Sunstroke and heat stroke
While commonly thought to be two different conditions, sunstroke and heat stroke are actually the same thing, cause by too much exposure to the heat and sun. Heat or sunstroke is a progressive condition, beginning with heat cramps, moving to heat exhaustion and ending with the potentially fatal heat stroke.
“Heat cramps are usually caused by physical work in a hot environment,” Johnson says. “The cramps are often in the legs, with excessive sweating.” If you notice these symptoms, get out of the sun immediately, find a cool place to rest and drink as much water as you possibly can.
Heat exhaustion is a step above heat cramps: “You have excessive sweating, you might be dizzy, you might have trouble seeing, headache,” Johnson says. Signs of shock also become apparent, with cold, clammy skin, rapid shallow breathing, nausea, and even fainting. If you notice any of these symptoms, get out of the sun right away and find a cool place to drink as much water as you can.
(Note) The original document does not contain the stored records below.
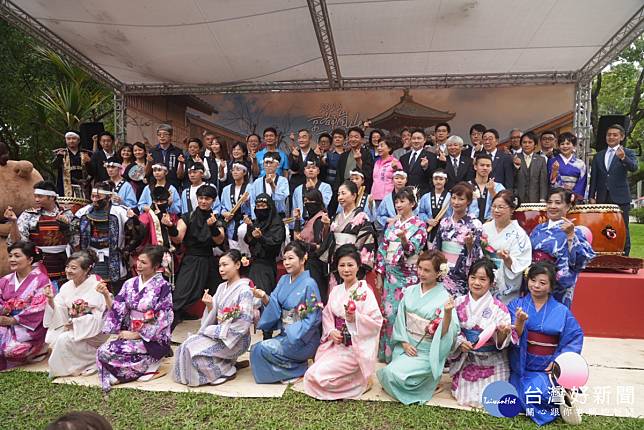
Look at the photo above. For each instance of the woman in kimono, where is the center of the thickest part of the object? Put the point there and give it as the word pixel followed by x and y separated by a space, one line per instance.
pixel 313 234
pixel 74 319
pixel 350 225
pixel 479 358
pixel 545 329
pixel 425 330
pixel 346 359
pixel 22 303
pixel 293 309
pixel 141 316
pixel 433 202
pixel 509 244
pixel 209 356
pixel 396 263
pixel 567 171
pixel 559 242
pixel 459 238
pixel 233 192
pixel 264 237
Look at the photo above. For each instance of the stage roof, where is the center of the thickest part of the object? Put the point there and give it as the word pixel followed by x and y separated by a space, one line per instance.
pixel 208 46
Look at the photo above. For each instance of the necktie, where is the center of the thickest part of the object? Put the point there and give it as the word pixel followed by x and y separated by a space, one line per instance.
pixel 609 159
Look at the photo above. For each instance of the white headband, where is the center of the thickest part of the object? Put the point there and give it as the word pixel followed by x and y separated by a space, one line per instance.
pixel 42 192
pixel 240 166
pixel 101 192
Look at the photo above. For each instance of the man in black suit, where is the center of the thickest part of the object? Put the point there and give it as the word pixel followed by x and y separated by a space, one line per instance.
pixel 419 163
pixel 459 166
pixel 357 156
pixel 502 165
pixel 608 176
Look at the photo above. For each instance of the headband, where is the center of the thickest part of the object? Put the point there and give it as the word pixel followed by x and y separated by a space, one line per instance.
pixel 42 192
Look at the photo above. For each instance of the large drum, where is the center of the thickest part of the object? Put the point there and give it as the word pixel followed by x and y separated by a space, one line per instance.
pixel 606 224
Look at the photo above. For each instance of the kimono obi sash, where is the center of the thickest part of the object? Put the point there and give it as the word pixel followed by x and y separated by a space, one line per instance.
pixel 542 256
pixel 416 326
pixel 341 326
pixel 542 344
pixel 472 335
pixel 452 251
pixel 289 317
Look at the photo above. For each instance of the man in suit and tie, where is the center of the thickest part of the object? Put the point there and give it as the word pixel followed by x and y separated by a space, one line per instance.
pixel 608 176
pixel 531 180
pixel 419 163
pixel 459 166
pixel 358 156
pixel 502 165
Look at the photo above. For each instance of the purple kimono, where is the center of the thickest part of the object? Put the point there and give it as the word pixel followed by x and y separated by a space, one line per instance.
pixel 146 309
pixel 23 340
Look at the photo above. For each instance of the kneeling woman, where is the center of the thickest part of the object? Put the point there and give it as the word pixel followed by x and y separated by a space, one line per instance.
pixel 485 333
pixel 141 316
pixel 546 329
pixel 294 309
pixel 425 329
pixel 22 300
pixel 351 321
pixel 209 356
pixel 75 318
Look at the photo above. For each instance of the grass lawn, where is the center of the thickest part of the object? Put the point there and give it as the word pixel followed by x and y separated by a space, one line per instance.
pixel 30 401
pixel 637 240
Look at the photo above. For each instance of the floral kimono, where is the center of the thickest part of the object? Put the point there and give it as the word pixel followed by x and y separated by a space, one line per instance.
pixel 551 243
pixel 75 328
pixel 450 239
pixel 293 309
pixel 414 379
pixel 147 310
pixel 472 371
pixel 342 371
pixel 397 265
pixel 223 336
pixel 25 302
pixel 548 332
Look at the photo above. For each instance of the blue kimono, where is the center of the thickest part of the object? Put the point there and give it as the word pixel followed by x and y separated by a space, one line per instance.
pixel 228 201
pixel 473 211
pixel 279 196
pixel 126 193
pixel 286 356
pixel 186 203
pixel 552 325
pixel 549 238
pixel 146 199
Worst-case scenario: If a person suffering from heat cramps or heat exhaustion has flushed, hot, dry skin, or has fallen unconscious, heat stroke has occurred. “As soon as you have someone unconscious, it doesn’t matter what the cause, that is an immediate call to 911,” Johnson says. Get the victim out of the sun, and in the event that help is slow coming, such as in rural areas, cool them down: cover them with wet sheets or towels, set up fans, do whatever you can to lower their body temperature.
When to go to the hospital: If symptoms of heat cramps or heat exhaustion don’t subside, or if the victim passes out, immediately seek medical attention.
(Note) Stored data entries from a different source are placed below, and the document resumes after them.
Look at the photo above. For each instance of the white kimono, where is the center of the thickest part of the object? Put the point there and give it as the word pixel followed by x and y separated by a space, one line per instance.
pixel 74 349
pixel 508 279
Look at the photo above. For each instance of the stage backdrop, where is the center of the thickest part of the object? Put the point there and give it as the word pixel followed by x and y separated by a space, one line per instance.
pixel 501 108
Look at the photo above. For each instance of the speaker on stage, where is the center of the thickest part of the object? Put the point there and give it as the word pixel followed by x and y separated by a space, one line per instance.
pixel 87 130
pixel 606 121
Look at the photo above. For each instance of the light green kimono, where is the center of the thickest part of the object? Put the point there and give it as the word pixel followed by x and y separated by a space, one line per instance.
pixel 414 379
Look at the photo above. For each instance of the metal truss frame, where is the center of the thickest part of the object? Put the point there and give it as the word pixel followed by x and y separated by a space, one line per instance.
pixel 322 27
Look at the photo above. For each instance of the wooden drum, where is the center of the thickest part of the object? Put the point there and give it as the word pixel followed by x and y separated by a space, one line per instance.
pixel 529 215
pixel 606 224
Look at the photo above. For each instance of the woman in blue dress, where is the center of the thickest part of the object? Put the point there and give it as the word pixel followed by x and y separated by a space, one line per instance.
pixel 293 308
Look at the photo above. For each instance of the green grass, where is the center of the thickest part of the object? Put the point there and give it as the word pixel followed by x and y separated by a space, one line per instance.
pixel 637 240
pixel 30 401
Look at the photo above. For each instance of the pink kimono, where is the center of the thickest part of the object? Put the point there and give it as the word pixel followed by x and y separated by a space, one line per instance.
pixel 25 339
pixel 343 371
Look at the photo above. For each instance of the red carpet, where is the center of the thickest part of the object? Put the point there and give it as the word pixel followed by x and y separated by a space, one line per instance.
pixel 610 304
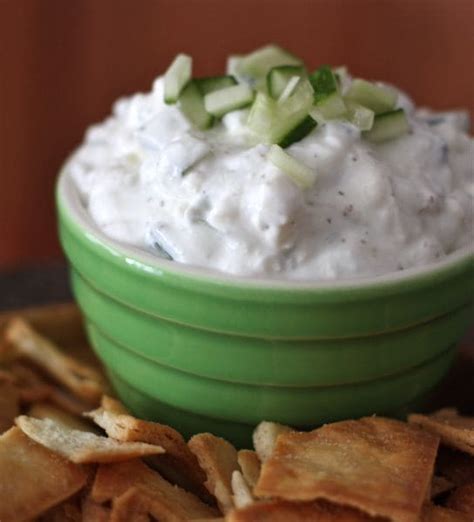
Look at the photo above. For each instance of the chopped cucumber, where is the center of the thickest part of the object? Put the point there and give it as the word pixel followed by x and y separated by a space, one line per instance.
pixel 324 83
pixel 378 99
pixel 257 64
pixel 278 78
pixel 214 83
pixel 177 76
pixel 360 116
pixel 288 90
pixel 272 121
pixel 387 126
pixel 228 99
pixel 191 103
pixel 299 173
pixel 331 107
pixel 297 133
pixel 342 76
pixel 233 62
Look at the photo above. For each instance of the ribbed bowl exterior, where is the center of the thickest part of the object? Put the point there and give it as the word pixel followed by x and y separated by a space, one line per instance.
pixel 207 353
“Sunburn is like any burn, and the thing you want to do is cool the burn down,” Johnson says. “You should put cool compresses on the burn, cool towels or cloths, whatever will soothe the burn.” If the sunburn is mild, an over-the-counter ointment or lotion will help take some of the sting out of it.
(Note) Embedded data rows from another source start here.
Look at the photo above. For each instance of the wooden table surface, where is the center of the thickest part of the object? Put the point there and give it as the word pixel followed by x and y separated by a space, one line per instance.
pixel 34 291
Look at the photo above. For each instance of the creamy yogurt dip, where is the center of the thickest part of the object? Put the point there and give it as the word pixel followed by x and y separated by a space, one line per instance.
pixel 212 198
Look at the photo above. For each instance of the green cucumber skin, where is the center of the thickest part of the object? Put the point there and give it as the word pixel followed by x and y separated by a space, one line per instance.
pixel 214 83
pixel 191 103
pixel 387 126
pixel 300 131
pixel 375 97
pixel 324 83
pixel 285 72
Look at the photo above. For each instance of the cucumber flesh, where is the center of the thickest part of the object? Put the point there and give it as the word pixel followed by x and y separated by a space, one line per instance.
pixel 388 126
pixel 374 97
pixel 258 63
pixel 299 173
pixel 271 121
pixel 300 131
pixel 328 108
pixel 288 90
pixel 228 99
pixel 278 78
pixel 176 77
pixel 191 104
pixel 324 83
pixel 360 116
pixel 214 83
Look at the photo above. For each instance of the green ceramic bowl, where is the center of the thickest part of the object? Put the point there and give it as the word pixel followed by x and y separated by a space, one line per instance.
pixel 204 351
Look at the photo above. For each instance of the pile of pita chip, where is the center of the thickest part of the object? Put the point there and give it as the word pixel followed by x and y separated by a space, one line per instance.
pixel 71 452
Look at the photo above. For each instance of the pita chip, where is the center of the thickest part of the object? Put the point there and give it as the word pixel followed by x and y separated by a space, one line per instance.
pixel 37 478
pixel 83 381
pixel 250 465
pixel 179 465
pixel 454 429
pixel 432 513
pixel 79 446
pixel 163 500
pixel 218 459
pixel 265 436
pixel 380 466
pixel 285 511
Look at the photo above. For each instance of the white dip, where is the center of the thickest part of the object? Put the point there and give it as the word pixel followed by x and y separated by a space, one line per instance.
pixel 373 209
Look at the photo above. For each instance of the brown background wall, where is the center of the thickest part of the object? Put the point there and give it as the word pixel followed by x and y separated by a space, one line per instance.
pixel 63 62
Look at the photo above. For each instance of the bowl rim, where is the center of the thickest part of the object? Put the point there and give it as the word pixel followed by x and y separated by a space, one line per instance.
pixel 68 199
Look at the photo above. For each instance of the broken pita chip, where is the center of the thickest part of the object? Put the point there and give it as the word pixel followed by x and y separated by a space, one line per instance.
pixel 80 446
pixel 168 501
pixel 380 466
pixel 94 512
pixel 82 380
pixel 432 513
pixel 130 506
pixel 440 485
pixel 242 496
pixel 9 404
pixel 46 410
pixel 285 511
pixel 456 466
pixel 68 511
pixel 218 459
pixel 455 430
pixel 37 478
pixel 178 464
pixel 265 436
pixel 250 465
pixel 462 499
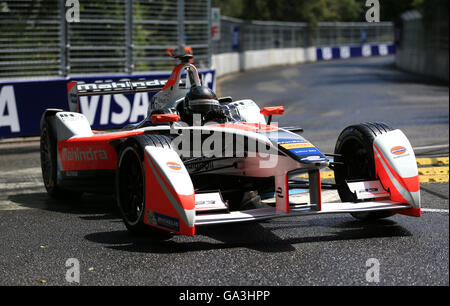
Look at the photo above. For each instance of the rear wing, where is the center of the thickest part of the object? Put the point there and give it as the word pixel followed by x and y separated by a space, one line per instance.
pixel 76 90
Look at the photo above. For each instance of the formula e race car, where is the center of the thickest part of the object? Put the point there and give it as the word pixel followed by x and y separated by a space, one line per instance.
pixel 198 160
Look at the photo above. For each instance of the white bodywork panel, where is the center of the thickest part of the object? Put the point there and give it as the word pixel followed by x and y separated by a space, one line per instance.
pixel 405 163
pixel 271 212
pixel 396 149
pixel 172 168
pixel 209 202
pixel 368 190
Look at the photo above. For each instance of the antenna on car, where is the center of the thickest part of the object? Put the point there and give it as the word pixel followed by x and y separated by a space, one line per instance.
pixel 186 57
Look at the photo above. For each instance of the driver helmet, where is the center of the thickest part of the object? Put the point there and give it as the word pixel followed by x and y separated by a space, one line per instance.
pixel 201 100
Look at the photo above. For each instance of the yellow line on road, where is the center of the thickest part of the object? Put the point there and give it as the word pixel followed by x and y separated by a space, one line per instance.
pixel 432 161
pixel 426 174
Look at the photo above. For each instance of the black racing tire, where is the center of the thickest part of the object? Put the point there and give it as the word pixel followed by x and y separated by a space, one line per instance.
pixel 354 148
pixel 130 183
pixel 49 166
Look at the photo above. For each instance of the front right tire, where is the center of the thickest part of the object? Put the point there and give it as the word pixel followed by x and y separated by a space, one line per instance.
pixel 354 149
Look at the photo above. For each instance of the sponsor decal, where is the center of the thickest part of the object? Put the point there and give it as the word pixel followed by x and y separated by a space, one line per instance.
pixel 312 158
pixel 399 150
pixel 174 166
pixel 279 192
pixel 368 190
pixel 80 155
pixel 298 145
pixel 161 220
Worst-case scenario: If a large area of your body is burned or your skin is blistering, you need to see a doctor. Never pop blisters: “It’s always better not to break blisters if you can avoid it,” Johnson says, noting blisters are notorious for getting infected.
“The real goal of first aid, and it doesn’t matter what environment you’re working in, is prevention,” Johnson says. And while you can’t always foresee every accident that can happen in the garden, with this handy guide, you will be ready for it.